I'm going to try a translation of these statements into descriptions of
memetic processes, using "meme x" to tag the axiom-meme:

>1. Don't think of it at all (N).

Meme x hasn't yet been transmitted into our memetic ecology.

>2. Think of it (Y) and:

Meme x /has/ been transmitted into our memetic ecology.

> 2.1 believe it (YY) and

Meme x is assimilated into our memetic ecology so as to be competitively
dominant over memes that would oppose it.

> 2.1.1 encourage others to believe it (YYY)

Meme x is transmitted to other memetic ecologies (people/groups of people).

> 2.1.2 discourage others as if they did not believe
it (YYN).

A meme which opposes (competes with) meme x, becaomes active enough to be
transmitted to other memetic ecologies.

> 2.2 do not believe it (YN).

Meme x impinges on our memetic ecology but is outcompeted by opposing memes.

>The YYN people say "don't be obsessed with truth" when it is convenient for
>them.
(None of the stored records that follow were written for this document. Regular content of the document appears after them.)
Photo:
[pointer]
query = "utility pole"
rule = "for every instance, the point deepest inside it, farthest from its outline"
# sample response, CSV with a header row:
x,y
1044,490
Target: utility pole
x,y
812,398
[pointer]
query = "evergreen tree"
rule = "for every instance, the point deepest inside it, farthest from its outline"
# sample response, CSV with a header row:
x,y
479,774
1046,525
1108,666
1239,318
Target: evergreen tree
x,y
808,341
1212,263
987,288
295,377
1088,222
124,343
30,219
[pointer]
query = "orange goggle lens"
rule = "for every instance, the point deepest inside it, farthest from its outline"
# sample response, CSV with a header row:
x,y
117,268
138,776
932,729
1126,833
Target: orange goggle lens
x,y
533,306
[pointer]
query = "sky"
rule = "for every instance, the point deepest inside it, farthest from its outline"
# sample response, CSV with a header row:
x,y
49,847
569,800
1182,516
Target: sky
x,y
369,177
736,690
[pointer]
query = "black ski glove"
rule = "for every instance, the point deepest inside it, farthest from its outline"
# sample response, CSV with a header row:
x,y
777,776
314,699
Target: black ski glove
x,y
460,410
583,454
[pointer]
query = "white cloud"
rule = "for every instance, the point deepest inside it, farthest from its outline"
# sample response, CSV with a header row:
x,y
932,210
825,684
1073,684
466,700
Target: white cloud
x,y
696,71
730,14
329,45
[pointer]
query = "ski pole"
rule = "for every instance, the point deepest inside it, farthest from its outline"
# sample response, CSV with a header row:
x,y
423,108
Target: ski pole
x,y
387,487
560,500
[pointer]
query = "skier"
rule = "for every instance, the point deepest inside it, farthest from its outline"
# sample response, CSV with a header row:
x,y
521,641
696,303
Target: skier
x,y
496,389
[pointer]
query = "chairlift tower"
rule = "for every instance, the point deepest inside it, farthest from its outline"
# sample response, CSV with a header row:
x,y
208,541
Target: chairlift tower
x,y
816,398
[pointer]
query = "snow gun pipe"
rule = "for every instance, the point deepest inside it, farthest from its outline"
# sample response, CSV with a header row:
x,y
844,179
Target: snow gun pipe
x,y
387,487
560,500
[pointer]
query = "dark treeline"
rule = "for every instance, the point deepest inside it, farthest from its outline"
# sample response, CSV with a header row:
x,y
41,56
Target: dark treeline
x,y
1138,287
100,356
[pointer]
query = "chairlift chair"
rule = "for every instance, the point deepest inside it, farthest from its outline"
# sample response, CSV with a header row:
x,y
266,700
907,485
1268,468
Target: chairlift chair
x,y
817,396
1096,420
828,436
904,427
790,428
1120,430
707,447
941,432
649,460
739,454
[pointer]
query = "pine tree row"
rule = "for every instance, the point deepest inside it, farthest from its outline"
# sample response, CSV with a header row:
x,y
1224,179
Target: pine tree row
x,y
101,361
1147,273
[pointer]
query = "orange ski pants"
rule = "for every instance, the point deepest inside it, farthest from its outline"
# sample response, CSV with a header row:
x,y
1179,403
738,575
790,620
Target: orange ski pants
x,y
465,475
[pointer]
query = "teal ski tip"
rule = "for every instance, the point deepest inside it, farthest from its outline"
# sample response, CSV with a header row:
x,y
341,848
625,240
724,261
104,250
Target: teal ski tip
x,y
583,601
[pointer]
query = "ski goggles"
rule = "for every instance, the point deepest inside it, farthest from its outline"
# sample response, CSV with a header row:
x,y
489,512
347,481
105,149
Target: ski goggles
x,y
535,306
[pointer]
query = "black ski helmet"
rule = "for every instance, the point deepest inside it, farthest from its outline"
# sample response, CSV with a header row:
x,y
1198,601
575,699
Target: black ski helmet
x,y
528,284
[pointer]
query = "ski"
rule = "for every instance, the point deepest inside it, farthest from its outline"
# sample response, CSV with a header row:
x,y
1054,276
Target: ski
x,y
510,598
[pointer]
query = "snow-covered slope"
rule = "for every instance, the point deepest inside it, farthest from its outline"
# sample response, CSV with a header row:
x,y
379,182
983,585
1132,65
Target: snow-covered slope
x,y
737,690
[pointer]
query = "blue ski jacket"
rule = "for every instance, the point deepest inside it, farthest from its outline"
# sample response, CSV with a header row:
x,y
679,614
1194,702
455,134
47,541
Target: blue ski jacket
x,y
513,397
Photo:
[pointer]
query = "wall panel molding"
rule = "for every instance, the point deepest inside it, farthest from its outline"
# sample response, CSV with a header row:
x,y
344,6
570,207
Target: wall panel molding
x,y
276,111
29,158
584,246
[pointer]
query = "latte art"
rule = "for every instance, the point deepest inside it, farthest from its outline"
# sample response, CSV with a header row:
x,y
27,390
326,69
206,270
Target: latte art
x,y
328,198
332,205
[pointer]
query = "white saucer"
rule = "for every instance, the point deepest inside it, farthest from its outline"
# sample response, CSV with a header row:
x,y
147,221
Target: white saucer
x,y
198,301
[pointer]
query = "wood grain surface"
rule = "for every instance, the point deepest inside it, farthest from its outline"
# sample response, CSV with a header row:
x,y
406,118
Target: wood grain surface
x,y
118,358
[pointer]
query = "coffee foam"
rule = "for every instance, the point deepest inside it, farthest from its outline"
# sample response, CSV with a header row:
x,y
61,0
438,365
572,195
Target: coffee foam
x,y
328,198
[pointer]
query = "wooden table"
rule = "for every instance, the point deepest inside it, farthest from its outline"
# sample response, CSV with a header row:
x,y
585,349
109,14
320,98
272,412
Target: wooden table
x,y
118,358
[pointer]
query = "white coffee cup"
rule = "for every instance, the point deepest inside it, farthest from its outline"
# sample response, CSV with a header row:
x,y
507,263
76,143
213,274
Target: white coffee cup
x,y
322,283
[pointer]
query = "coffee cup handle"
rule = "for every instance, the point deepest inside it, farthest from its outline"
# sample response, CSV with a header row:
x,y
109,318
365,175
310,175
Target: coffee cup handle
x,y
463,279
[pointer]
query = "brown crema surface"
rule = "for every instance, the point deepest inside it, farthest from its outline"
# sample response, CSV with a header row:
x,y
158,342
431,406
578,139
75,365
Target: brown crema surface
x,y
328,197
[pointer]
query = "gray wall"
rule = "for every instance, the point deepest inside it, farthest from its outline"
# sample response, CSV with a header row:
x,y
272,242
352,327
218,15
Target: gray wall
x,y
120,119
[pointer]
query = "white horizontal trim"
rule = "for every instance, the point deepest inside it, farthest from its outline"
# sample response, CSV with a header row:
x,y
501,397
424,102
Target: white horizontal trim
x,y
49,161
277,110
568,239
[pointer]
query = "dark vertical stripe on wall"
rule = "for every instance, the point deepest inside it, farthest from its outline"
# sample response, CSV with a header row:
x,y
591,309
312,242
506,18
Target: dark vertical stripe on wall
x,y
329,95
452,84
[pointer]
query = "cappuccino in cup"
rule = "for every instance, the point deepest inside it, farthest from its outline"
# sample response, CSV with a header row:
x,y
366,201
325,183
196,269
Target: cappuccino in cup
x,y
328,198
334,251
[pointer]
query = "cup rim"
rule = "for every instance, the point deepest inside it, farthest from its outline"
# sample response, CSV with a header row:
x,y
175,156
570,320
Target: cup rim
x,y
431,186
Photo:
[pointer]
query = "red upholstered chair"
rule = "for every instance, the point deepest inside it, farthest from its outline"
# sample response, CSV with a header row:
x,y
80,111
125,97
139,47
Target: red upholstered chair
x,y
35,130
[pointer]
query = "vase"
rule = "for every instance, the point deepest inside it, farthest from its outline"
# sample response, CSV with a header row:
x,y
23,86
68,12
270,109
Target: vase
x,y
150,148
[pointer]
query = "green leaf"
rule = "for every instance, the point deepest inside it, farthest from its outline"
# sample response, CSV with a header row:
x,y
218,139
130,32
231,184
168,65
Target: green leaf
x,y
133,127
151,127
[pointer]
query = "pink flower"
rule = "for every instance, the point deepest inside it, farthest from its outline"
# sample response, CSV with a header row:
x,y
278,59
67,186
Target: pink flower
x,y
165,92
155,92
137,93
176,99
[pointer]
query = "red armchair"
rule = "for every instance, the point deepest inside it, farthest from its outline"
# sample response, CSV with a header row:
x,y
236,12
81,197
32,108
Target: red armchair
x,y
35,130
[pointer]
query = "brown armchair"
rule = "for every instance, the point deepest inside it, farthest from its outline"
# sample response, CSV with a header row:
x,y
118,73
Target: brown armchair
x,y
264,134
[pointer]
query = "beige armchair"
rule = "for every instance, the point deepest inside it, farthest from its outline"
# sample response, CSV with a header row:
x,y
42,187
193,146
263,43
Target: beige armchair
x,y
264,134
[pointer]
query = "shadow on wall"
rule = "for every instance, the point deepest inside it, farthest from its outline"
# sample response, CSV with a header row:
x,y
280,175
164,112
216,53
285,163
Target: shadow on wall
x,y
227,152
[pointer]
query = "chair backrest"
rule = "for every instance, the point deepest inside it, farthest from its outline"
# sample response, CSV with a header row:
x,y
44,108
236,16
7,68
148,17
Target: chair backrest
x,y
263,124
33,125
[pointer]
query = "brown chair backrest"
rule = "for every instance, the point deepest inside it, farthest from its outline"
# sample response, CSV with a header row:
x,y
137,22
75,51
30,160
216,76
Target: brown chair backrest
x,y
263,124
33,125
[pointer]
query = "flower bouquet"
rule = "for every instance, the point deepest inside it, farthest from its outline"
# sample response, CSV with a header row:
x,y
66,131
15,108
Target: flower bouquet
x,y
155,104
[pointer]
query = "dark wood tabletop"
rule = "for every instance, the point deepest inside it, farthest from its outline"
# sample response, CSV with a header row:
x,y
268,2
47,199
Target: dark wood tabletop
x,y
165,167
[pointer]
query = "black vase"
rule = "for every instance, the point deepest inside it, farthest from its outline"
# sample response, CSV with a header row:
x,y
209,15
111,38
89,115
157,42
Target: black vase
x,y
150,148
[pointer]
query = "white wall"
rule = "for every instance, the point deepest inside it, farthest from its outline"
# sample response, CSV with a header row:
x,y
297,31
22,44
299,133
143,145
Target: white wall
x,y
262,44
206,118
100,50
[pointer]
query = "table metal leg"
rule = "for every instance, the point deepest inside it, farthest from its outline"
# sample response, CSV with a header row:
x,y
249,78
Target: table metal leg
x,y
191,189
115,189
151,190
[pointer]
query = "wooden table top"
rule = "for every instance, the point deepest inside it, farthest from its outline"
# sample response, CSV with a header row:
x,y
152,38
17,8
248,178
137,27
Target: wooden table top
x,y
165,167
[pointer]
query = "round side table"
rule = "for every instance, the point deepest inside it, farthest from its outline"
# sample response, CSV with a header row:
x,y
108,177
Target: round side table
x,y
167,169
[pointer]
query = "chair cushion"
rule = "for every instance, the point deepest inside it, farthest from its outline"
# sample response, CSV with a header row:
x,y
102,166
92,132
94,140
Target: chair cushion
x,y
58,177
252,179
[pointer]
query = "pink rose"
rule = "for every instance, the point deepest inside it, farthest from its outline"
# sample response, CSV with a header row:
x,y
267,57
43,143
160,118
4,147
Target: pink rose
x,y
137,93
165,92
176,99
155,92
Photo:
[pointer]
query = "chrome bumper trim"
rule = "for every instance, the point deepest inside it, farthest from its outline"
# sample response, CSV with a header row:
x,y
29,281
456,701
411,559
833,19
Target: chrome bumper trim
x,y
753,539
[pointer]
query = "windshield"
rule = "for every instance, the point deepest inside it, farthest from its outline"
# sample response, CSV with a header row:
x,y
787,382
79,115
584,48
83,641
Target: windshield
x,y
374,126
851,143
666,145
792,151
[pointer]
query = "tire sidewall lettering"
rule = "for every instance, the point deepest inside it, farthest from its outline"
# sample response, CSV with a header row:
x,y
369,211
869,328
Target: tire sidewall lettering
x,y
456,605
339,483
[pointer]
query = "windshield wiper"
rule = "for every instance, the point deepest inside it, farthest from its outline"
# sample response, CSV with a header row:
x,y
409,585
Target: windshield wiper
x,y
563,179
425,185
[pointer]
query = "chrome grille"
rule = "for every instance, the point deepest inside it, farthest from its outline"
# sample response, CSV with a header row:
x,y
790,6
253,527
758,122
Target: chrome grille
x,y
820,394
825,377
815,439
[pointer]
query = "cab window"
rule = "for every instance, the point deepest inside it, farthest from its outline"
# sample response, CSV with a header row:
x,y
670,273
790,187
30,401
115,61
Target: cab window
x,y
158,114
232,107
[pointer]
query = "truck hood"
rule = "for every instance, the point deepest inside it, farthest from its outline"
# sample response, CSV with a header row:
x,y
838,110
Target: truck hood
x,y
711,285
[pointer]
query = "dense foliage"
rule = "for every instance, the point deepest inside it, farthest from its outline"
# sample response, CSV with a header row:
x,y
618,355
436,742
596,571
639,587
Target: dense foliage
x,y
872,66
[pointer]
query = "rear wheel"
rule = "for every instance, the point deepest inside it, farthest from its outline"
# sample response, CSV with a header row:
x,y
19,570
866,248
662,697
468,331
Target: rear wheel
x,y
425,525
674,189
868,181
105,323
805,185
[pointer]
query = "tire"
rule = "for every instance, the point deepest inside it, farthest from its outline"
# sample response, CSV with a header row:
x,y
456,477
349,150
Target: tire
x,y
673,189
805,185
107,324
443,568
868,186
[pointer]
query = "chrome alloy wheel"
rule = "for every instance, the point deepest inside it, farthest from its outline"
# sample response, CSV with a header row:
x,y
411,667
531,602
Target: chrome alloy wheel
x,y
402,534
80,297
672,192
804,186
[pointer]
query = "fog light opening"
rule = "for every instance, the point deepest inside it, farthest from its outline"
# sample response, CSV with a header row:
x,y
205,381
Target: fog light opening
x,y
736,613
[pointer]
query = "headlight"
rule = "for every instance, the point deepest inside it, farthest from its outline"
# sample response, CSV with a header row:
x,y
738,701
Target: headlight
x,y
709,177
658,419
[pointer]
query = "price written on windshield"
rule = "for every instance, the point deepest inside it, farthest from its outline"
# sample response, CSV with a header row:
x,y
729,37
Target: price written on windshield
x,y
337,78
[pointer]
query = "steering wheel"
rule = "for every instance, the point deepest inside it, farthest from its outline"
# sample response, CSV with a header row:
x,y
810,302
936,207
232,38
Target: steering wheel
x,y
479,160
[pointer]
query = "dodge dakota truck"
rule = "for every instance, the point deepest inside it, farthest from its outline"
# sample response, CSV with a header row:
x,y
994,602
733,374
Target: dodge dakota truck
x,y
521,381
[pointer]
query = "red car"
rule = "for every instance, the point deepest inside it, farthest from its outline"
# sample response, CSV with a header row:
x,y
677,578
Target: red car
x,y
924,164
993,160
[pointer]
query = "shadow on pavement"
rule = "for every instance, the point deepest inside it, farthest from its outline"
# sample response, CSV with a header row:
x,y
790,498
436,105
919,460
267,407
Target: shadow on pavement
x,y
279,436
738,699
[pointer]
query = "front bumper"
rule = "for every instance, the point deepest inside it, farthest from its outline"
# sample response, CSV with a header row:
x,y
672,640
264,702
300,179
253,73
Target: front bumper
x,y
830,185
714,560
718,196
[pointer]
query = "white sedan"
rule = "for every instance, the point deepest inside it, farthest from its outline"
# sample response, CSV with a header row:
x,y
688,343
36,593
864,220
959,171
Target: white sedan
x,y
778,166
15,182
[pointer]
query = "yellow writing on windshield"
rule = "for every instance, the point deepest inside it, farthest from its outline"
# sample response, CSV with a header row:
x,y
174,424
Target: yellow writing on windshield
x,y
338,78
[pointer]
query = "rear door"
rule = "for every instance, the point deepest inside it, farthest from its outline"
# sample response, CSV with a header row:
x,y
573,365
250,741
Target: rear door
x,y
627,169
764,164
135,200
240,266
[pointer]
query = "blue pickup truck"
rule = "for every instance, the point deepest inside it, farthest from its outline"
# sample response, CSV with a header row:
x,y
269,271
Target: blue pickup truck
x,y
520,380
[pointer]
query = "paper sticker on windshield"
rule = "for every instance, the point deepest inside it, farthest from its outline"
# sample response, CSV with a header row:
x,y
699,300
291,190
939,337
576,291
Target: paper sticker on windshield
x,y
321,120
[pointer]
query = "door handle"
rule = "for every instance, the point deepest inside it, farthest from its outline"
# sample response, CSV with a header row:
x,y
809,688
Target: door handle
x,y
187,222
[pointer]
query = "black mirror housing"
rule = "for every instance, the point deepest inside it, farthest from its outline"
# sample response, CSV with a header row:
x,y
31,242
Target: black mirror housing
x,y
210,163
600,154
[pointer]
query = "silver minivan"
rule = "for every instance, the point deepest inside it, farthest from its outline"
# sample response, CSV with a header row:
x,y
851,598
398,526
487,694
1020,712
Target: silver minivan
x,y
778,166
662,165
The same people, when somebody has a different opinion can say: "This
>is your simple prejudice, and an inaccurate one." As if they were saying:
>"nobody knows what is accurate except me". These are the hypocrites.

Sorry, perhaps they're producing a mixture of level-2 and level-3 memes.

Dave Pape
If you mapped memespace onto a 2D plane, then made a 3-D graph with
Activation Level as the vertical axis, and animated shots of the graph over
time, it'd look like the progress of some crazy Hokusai ocean.